GraphLeap: Decoupling Graph Construction and Convolution for Vision GNN Acceleration on FPGA

arXiv cs.CV / 4/24/2026

📰 NewsDeveloper Stack & InfrastructureSignals & Early TrendsModels & Research

Key Points

  • Vision Graph Neural Networks (ViGs) build a feature-dependent graph at every layer using kNN over patch tokens, and this per-layer graph construction is identified as the dominant bottleneck (50–95% of convolution time) and scales poorly with O(N^2).
  • GraphLeap eliminates the sequential dependency by decoupling graph construction from feature updates: it uses the previous layer’s features to run message passing while concurrently using the current layer’s features to prepare the next layer’s graph (one-layer lookahead).
  • The accuracy impact from using prior-layer features is reported to be minor, and a short lightweight fine-tuning for a few epochs can largely recover the original accuracy.
  • Building on GraphLeap, the authors present the first end-to-end FPGA accelerator for Vision GNNs with a streaming, layer-pipelined architecture that overlaps kNN graph construction and feature update, achieving up to 95.7× speedup vs CPU and 8.5× vs GPU on an Alveo U280.
  • The results suggest real-time Vision GNN inference is feasible, aided by efficient on-chip dataflow design that avoids explicit edge-feature materialization.

Abstract

Vision Graph Neural Networks (ViGs) represent an image as a graph of patch tokens, enabling adaptive, feature-driven neighborhoods. Unlike CNNs with fixed grid biases or Vision Transformers with global token interactions, ViGs rely on dynamic graph convolution: at each layer, a feature-dependent graph is built via k-nearest-neighbor (kNN) search on current patch features, followed by message passing.
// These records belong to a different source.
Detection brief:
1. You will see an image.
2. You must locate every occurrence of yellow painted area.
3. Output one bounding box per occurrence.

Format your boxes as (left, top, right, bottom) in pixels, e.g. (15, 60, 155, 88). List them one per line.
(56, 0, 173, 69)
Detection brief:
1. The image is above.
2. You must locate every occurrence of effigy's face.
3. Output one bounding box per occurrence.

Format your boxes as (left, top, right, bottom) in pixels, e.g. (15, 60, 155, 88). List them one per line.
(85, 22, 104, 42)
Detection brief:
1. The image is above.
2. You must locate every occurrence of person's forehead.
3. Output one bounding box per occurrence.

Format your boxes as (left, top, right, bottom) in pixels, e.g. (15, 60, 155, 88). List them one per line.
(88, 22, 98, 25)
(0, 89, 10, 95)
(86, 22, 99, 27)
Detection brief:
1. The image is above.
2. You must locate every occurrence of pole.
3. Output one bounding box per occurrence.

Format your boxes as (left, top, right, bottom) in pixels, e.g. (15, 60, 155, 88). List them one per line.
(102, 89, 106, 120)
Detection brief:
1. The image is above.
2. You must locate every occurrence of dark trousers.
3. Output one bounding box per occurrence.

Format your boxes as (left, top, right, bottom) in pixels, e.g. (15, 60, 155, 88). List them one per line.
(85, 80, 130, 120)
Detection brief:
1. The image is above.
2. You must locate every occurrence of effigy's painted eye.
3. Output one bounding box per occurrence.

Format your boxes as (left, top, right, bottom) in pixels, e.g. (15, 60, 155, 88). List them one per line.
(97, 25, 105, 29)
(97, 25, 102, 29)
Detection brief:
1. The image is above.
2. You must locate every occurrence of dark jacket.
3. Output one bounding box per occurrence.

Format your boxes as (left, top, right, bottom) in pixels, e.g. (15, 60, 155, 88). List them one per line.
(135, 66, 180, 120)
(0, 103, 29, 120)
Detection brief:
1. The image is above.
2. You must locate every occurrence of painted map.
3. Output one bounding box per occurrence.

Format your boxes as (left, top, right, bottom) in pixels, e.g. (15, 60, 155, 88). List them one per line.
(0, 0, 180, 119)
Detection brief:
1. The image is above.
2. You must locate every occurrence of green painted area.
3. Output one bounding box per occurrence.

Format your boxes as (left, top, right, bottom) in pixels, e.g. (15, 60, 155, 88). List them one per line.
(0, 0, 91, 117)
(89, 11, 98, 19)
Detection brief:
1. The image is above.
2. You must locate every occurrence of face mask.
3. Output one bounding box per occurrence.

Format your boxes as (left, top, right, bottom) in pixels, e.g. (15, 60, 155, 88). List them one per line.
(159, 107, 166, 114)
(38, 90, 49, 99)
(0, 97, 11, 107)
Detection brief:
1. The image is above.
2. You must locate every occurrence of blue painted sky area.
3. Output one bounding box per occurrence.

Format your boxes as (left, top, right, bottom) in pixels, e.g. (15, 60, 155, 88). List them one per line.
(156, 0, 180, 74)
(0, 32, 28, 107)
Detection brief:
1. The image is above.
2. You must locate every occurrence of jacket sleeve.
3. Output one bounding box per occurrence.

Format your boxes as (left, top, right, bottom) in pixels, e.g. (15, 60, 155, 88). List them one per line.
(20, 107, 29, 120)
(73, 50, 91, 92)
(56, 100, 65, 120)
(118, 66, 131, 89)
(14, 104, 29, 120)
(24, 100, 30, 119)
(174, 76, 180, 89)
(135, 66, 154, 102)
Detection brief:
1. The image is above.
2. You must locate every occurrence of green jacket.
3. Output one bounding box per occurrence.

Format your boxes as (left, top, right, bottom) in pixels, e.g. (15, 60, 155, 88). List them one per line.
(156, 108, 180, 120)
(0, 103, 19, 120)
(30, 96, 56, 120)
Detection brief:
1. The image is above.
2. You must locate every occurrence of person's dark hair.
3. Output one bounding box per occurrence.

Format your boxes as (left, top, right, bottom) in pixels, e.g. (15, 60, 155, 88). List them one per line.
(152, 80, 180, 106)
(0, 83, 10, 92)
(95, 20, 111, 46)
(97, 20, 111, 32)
This per-layer graph construction is the main bottleneck, consuming 50--95\% of graph convolution time on CPUs and GPUs, scaling as O(N^2) with the number of patches N, and creating a sequential dependency between graph construction and feature updates. We introduce GraphLeap, a simple reformulation that removes this dependency by decoupling graph construction from feature update across layers. GraphLeap performs the feature update at layer \ell using a graph built from the previous layer's features, while simultaneously using the current layer's features to construct the graph for layer \ell+1. This one-layer-lookahead graph construction enables concurrent graph construction and message passing. Although using prior-layer features can introduce minor accuracy degradation, lightweight fine-tuning for a few epochs is sufficient to recover the original accuracy. Building on GraphLeap, we present the first end-to-end FPGA accelerator for Vision GNNs. Our streaming, layer-pipelined design overlaps a kNN graph construction engine with a feature update engine, exploits node- and channel-level parallelism, and enables efficient on-chip dataflow without explicit edge-feature materialization. Evaluated on isotropic and pyramidal ViG models on an Alveo U280 FPGA, GraphLeap achieves up to 95.7\times speedup over CPU and 8.5\times speedup over GPU baselines, demonstrating the feasibility of real-time Vision GNN inference.